DNA samples were obtained from whole blood and stored in our blood repository. The following six common single-nucleotide polymorphisms (SNPs) associated with AMD were evaluated: (1) complement factor H (
CFH)
Y402H (rs1061170) in exon 9 of the
CFH gene on 1q31, with change 1277T>C, resulting in a substitution of histidine for tyrosine at codon 402 of the
CFH protein; (2)
CFH rs1410996 which is an independently associated SNP variant within intron 14 of
CFH; (3)
LOC387715 A69S (rs10490924 in the LOC387715/HTRA1 region of chromosome 10), a nonsynonymous coding SNP variant in exon 1 of
LOC387715, resulting in a substitution of the amino acid serine for alanine at codon 69; (4) complement factor 2 or
C2 E318D (rs9332739), the nonsynonymous coding SNP variant in exon 7 of
C2 resulting in the amino acid glutamic acid changing to aspartic acid at codon 318; (5) complement factor B or
CFB R32Q (rs641153), the nonsynonymous coding SNP variant in exon 2 of
CFB resulting in the amino acid glutamine changing to arginine at codon 32, (6) complement factor 3 or
C3 R102G (rs2230199), the nonsynonymous coding SNP variant in exon 3 of
C3 resulting in the amino acid glycine to arginine at codon 102. For the genetic variant on chromosome 10,
LOC387715A69S (
ARMS2), it remains uncertain whether the gene
HTRA1 adjacent to it may in fact be the AMD susceptibility gene on 10q26
9 10 11 ; but the relevant SNPs in these two genes have been reported to be nearly perfectly correlated. Thus, although the other SNP is a promising candidate variant, rs10490924 can be considered a surrogate for the causal variant that resides in this region.

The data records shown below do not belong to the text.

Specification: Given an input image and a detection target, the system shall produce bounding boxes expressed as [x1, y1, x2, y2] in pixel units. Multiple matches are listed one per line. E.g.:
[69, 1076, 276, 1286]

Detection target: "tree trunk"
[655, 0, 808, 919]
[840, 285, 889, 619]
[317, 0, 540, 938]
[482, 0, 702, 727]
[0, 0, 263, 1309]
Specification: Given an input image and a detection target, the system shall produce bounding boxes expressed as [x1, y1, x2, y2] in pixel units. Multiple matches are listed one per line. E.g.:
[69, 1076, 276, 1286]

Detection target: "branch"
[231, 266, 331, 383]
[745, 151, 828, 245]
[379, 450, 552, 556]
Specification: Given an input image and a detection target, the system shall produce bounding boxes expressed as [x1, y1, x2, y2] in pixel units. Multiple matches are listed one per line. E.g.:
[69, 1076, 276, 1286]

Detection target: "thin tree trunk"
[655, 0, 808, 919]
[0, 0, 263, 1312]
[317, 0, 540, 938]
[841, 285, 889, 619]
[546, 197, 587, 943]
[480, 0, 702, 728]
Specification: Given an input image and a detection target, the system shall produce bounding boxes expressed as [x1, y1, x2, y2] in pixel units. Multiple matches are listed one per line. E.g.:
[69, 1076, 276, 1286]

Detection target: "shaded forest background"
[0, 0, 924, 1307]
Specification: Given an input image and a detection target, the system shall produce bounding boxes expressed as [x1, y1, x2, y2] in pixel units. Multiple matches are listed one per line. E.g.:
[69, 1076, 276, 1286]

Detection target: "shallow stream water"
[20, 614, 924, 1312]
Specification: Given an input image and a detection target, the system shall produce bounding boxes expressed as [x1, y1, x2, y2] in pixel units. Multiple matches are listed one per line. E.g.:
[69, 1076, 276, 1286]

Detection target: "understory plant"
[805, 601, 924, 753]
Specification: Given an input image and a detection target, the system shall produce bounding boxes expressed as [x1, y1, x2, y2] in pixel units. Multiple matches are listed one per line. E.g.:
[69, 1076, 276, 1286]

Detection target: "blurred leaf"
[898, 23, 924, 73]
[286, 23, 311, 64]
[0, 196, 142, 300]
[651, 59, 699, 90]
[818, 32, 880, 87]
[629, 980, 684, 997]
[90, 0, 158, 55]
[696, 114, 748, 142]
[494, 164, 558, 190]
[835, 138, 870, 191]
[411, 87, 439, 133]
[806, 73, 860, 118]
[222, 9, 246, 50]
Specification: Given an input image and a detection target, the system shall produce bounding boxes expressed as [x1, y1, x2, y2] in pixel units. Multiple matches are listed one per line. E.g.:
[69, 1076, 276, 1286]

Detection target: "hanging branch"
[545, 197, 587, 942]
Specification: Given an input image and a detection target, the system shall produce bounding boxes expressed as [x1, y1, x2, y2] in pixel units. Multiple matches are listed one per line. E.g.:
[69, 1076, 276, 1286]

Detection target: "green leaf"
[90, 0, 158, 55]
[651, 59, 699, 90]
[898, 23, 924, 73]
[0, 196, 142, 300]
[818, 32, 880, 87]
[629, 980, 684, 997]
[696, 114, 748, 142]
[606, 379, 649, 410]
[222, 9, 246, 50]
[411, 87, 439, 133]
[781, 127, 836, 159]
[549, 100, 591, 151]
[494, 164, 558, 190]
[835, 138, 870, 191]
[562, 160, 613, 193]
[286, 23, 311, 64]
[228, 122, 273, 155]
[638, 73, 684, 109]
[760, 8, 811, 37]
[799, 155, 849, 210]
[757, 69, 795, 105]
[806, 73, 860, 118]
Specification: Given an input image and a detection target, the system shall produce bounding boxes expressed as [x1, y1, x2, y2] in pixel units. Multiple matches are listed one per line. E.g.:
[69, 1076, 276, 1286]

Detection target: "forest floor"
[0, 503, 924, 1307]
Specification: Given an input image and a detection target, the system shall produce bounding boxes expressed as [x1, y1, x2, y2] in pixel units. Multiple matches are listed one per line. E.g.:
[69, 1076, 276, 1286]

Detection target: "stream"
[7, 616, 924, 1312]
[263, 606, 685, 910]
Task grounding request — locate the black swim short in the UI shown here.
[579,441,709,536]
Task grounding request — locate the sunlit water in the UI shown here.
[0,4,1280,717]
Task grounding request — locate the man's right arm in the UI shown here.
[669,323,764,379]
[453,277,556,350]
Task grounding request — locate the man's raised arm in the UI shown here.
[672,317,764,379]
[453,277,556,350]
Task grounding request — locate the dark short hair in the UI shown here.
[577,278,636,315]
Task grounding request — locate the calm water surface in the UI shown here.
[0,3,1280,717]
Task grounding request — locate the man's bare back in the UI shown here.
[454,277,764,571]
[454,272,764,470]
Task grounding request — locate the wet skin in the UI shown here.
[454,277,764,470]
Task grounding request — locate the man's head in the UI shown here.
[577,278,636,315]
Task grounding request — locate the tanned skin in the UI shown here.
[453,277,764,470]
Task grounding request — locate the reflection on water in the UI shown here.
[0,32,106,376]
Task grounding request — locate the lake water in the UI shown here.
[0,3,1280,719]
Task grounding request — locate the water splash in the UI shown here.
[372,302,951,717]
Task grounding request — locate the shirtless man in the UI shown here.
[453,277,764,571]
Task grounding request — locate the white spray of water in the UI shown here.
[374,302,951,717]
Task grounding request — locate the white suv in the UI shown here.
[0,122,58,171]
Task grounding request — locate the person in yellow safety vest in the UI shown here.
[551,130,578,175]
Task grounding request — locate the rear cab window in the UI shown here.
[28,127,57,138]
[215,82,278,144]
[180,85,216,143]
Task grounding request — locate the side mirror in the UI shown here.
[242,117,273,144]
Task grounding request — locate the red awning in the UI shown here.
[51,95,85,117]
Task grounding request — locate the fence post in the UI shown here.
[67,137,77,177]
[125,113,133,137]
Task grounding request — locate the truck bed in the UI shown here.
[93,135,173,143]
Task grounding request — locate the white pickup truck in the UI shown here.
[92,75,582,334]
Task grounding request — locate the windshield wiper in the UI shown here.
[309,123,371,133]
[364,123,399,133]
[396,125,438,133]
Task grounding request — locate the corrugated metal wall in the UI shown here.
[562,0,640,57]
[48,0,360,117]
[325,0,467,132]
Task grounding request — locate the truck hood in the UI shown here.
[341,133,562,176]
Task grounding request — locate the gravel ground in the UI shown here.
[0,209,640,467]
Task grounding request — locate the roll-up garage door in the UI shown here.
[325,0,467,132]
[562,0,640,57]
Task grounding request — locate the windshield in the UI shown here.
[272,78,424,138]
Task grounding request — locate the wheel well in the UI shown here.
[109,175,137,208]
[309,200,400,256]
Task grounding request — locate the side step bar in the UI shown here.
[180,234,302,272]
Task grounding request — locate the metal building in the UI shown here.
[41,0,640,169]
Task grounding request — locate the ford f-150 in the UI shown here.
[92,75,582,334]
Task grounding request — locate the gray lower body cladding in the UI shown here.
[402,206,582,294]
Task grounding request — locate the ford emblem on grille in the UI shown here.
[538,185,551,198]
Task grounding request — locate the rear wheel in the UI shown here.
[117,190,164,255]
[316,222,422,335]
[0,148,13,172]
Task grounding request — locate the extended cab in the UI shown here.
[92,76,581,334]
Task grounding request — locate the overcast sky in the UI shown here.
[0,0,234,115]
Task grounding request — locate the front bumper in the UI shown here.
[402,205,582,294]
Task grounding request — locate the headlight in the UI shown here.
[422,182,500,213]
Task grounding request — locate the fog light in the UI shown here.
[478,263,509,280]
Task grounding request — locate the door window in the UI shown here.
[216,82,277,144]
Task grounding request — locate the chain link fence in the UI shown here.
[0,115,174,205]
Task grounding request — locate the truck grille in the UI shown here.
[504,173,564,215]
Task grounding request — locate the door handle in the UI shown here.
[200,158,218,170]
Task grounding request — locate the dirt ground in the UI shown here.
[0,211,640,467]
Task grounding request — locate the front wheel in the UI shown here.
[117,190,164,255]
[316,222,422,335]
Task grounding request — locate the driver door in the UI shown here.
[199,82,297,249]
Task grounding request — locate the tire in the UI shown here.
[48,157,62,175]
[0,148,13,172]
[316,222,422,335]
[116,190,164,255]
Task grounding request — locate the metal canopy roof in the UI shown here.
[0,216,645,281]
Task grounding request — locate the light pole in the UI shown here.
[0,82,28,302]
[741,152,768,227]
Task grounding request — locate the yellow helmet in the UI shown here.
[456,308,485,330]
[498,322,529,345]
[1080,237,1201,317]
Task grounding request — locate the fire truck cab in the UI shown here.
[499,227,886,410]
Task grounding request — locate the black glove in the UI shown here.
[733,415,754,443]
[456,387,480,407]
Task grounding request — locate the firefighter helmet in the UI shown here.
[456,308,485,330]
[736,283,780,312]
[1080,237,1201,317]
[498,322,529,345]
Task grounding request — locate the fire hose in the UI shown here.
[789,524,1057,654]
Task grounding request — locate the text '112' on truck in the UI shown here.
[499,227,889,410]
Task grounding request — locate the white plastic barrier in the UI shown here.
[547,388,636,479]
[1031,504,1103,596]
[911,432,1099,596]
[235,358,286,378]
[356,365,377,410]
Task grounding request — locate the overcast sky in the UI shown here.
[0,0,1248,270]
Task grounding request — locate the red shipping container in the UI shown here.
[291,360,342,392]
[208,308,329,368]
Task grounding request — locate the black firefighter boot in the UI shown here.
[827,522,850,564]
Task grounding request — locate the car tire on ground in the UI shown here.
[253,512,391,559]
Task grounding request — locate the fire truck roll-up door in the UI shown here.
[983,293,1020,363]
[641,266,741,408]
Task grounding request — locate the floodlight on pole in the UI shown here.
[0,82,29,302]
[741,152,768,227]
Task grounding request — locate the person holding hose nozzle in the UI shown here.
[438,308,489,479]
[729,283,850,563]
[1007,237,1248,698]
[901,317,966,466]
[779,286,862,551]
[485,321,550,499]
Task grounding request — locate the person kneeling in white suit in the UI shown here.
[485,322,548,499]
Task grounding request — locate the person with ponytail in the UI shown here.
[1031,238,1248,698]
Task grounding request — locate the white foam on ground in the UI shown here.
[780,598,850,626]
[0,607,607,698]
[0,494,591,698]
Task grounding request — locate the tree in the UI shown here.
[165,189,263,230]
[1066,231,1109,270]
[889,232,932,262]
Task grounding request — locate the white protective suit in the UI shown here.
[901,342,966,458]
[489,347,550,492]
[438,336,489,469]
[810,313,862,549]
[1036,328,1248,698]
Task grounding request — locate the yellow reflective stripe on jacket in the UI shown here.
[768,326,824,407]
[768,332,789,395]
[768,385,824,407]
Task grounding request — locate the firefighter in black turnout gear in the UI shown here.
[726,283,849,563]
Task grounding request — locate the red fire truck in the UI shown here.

For the
C2/CFB genes, there are two independent associations to the
C2/CFB locus, but because of linkage disequilibrium we do not know which of the two genes or both are functionally affected. Genotyping was performed with primer mass extension and MALDI-TOF MS analysis on a gene-analysis system (MassEXTEND; Sequenom, San Diego, CA) at the Broad Institute Center for Genotyping and Analysis (Cambridge, MA).